In response to questions from DataBreaches.net, HackerOne declined to answer some questions, but did state that they have 200 employees and that they have awarded hackers more than $42 million in bounties to date. They would not provide figures for their payouts for 2018, and would not comment on customer program inquires this site had included. Should they want to discuss any of the issues raised in this post, I would be happy to update or give them a chance to clarify points.
TheNextWeb has some information on bounty payouts last year, and some comparisons of different bug bounty platforms can be found on Gartner, IT Central Station, and Owler, among others.
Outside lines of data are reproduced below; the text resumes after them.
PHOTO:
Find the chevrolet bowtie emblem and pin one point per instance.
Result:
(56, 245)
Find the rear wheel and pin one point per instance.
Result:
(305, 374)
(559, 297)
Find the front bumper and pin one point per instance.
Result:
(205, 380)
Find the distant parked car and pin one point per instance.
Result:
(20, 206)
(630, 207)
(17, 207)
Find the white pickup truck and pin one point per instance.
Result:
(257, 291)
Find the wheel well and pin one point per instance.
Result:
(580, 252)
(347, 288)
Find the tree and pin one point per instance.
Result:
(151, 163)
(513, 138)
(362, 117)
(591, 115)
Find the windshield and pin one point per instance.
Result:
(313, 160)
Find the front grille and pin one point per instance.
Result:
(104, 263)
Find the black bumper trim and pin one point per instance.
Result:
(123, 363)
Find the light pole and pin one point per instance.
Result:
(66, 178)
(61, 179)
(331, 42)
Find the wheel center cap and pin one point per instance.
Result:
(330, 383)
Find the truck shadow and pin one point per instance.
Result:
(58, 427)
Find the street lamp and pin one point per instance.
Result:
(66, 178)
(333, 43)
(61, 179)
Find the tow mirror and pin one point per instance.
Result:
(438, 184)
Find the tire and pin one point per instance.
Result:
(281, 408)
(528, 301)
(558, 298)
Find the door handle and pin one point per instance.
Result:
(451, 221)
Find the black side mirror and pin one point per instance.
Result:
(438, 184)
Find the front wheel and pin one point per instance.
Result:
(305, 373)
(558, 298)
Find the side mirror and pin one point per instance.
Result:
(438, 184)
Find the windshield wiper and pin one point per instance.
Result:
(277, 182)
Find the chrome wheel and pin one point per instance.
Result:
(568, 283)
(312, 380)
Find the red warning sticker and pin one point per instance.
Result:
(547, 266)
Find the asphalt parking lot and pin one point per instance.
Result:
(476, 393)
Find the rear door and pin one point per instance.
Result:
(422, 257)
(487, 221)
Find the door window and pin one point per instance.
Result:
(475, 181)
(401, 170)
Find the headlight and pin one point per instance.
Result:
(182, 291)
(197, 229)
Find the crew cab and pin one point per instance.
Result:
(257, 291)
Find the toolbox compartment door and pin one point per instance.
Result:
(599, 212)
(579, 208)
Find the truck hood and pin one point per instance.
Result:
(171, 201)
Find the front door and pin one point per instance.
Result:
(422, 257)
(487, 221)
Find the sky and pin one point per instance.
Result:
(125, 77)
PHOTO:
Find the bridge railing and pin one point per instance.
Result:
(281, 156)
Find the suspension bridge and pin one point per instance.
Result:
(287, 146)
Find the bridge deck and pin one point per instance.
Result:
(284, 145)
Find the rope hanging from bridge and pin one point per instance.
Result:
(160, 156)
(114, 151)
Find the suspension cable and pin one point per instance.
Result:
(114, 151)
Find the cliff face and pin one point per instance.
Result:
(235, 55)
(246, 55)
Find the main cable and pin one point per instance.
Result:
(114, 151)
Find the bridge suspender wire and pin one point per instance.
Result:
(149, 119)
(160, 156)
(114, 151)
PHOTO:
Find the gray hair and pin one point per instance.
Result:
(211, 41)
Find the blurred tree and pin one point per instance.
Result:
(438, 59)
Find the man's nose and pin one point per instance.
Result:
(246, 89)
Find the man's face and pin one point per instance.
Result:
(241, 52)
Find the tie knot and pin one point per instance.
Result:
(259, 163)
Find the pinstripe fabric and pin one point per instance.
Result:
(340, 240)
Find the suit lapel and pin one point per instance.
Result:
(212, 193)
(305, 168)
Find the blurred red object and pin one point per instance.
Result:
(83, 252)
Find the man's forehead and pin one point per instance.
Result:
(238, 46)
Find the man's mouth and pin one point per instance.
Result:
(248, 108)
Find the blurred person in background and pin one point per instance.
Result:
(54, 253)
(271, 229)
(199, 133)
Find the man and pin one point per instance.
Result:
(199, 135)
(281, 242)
But here’s the one thought I am left with after having spent so much time talking with these three researchers and hearing that at least one of them claims to be sitting on critical vulnerabilities for PayPal. If HackerOne bans solid researchers and big companies like PayPal, HBO, and others do not figure out a way to allow researchers to contact them outside of HackerOne, our data security has needlessly and — dare I say — negligently been left at risk.
If a platform is going to provide paid triage services for customers, and researchers really disagree with analysts’ opinions, there needs to be a way for the information to get to the program so that the company’s internal team can review the findings and make a decision. We should not all be at the mercy of people who wear two hats in their life that may conflict.
Update: After this article was published, I learned that while this article was in preparation, HackerOne did release @mslavco’s report on December 27, noting:
mslavco submitted a report to us that identified a way to extract certain information about reports. In our testing the method was not reliable enough to exploit this in the wild, which is why no fix was prioritized. In 2019 this endpoint will likely be deprecated and we’ll move to GraphQL to query the information. This new endpoint will require a token, which means it won’t be susceptible to the described attack. We’d like to thank mslavco for their report.
Even though we don’t publicly disclose reports that weren’t closed as Resolved, we’re making an exception here for transparency’s sake. Multiple accusations, by different actors, have been made of harassment, hate speech and discrimination by the reporter. We’ve investigated the accusations and determined that this was not the case.
Update 2: There have been some responsive comments on Twitter that programs always have the ability to view reports no matter what stage they are in. While theoretically that would be possible, if the customer configures their triage with HackerOne to have H1 do more triage, then realistically speaking, they will not be looking at all reports. Why did @mslavco have to go outside the platform to contact the programs when he disagreed with resolutions? Is a more robust appeal process needed?